The United States Census shows 6-in-10 high school seniors head off to college, but just 29 percent of college students over the age of 25 had a bachelors degree.
Only about 50 percent of peole who start college actually finish.
Amanda Carter, a freshman criminal justice major from Houston, dislikes finals week.
“They [professors] don’t consider the fact that I’m a non-traditional student and I have kids,” Carter said.
The consequences of stress can be harmful both physically and emotionally.
Some consequences include grades starting to slip, the loss or increase of appetite and extreme cases of anxiety and depression.
Much of the stress a student experiences is self-induced.
Those who have just left home and are now experiencing more freedom may have trouble managing time, just to show an example.
The number one stresser for students is when students start cramming.

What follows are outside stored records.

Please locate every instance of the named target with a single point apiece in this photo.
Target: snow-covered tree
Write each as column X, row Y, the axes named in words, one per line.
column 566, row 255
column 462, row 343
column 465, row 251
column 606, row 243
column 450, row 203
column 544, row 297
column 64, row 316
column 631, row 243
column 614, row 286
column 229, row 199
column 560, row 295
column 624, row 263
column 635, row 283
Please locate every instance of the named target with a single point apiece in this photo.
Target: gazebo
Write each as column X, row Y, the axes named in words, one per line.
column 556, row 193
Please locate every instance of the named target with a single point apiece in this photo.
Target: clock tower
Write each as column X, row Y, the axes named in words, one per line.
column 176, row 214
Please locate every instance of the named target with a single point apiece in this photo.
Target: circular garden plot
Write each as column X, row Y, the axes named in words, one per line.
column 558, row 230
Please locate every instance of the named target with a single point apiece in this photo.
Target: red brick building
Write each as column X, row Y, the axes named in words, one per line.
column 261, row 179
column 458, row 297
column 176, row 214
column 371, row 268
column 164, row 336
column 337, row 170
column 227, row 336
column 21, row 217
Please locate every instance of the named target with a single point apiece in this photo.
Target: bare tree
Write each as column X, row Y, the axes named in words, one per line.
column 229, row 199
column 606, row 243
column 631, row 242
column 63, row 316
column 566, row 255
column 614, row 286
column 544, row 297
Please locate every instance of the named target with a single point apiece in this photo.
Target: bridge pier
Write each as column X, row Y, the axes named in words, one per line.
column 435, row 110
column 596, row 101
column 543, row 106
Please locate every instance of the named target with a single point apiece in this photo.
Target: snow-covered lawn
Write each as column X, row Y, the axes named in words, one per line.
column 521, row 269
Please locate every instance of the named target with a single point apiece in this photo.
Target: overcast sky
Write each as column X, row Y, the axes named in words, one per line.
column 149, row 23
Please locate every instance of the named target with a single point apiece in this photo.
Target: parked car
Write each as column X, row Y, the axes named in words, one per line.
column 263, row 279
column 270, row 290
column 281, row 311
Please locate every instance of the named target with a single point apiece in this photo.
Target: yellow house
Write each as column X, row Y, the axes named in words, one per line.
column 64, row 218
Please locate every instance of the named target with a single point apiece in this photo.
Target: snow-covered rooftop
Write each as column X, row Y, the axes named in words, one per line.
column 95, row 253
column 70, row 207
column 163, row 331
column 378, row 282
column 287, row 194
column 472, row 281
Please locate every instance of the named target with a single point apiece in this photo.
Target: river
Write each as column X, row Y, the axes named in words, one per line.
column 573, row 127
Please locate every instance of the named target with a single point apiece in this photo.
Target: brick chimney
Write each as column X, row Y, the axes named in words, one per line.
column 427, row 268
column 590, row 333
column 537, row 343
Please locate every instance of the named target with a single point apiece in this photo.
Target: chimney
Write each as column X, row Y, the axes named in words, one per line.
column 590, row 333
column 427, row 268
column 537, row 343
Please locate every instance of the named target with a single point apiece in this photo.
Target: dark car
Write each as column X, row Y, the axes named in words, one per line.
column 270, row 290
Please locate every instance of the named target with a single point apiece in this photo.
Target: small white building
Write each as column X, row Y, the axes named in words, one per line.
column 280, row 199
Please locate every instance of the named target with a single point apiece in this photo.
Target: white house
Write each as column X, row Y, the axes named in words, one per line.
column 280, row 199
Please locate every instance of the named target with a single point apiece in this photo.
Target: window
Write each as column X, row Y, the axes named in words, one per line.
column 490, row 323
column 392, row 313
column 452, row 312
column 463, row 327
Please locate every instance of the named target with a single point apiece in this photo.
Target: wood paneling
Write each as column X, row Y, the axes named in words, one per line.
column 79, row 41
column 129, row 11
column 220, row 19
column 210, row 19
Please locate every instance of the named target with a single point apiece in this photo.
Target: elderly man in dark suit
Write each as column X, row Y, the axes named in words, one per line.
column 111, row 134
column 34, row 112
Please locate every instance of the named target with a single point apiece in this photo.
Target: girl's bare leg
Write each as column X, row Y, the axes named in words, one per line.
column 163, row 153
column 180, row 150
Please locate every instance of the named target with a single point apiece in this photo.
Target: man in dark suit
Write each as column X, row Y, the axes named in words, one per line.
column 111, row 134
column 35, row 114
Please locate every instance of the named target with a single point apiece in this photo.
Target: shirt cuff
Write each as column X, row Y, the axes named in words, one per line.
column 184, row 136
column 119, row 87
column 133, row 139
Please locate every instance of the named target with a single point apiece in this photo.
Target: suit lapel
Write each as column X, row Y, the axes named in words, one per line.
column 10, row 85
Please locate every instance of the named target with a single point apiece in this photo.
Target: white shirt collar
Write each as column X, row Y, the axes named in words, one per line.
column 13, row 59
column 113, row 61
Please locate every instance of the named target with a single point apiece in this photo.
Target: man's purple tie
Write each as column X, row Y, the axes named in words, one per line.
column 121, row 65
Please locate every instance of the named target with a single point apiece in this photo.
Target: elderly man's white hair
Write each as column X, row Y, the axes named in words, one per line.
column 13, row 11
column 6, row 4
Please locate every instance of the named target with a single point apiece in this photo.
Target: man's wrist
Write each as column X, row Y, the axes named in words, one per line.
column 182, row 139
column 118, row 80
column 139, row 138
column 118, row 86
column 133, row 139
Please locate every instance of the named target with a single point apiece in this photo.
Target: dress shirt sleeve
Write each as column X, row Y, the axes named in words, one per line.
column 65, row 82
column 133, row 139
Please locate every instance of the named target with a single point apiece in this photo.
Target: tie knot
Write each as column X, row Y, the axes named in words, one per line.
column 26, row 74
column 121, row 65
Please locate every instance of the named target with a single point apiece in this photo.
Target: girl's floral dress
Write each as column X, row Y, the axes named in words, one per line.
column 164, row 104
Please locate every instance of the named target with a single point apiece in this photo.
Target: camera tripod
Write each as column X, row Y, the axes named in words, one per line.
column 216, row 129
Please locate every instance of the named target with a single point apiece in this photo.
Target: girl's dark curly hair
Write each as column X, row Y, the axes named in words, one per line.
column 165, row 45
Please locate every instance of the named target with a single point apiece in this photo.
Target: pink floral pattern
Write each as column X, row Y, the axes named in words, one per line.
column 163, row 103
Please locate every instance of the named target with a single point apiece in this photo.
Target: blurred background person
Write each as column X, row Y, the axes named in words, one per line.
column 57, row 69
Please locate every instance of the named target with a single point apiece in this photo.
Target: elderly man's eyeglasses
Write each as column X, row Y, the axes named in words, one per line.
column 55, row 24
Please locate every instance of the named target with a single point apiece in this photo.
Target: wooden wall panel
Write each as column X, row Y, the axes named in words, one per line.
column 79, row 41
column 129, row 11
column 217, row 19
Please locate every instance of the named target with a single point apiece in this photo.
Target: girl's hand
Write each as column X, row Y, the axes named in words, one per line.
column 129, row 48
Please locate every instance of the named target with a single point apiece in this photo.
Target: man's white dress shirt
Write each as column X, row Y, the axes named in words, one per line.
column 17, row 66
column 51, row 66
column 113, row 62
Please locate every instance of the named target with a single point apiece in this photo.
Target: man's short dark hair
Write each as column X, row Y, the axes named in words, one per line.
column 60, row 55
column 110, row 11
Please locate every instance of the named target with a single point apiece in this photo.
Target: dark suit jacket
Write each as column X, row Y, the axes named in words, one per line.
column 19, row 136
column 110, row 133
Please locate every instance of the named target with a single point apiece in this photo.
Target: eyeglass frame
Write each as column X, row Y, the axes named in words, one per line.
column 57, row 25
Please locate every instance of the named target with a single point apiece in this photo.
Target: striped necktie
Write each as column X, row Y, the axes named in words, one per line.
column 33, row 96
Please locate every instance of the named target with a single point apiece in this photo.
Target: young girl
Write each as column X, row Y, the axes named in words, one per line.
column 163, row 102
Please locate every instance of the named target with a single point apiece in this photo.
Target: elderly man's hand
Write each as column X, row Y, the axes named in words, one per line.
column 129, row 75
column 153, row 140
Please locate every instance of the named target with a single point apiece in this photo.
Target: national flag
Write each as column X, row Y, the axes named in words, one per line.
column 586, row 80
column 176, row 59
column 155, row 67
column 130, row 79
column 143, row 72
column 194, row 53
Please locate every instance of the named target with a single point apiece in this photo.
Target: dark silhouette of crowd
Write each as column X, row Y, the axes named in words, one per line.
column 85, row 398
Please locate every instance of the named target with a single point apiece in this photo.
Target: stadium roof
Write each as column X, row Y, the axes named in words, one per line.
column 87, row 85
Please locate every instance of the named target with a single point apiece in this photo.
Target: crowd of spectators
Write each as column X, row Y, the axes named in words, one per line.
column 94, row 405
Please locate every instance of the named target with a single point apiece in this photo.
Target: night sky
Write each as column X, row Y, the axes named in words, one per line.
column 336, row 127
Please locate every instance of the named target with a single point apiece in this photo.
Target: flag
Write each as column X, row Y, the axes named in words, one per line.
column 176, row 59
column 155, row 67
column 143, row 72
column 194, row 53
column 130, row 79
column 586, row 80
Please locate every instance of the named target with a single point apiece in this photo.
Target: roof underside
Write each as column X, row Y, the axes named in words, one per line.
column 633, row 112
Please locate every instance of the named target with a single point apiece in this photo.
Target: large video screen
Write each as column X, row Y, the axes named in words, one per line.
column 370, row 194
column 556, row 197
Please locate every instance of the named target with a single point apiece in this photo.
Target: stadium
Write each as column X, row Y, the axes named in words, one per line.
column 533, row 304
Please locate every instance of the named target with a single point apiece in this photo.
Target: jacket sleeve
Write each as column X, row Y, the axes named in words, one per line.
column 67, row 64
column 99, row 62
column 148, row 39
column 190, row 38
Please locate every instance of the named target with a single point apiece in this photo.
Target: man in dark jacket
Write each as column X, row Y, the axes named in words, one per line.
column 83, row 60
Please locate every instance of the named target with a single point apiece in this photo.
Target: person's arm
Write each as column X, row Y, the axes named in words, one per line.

It becomes an art as students try to accomplish too many things too late.
Others may have a job or two in order to make ends meet.
Other students have the opposite problem. They engage in the social life college has to offer.
James Pettit, an English professor at ULM said he tries to accomodate h,is students any way he can.
“I believe in the English department we [professors] strive very hard to be considerate,” Pettit said.
“A lot of the work that we do, can be done in the classroom and if there is an assignment to take home we give them plenty of time to complete it,” he continued.
The number of college students who feel overloaded is still growing.
A 2009 spring poll of more than 2,200 students reported that 85 percent of students feel stress on the daily basis.
Finding ways to alleviate stress, like working out or not putting things off to the last minute is a sure fire way to cut stress down. Also, if feeling overloaded, talk to a counselor or a good friend.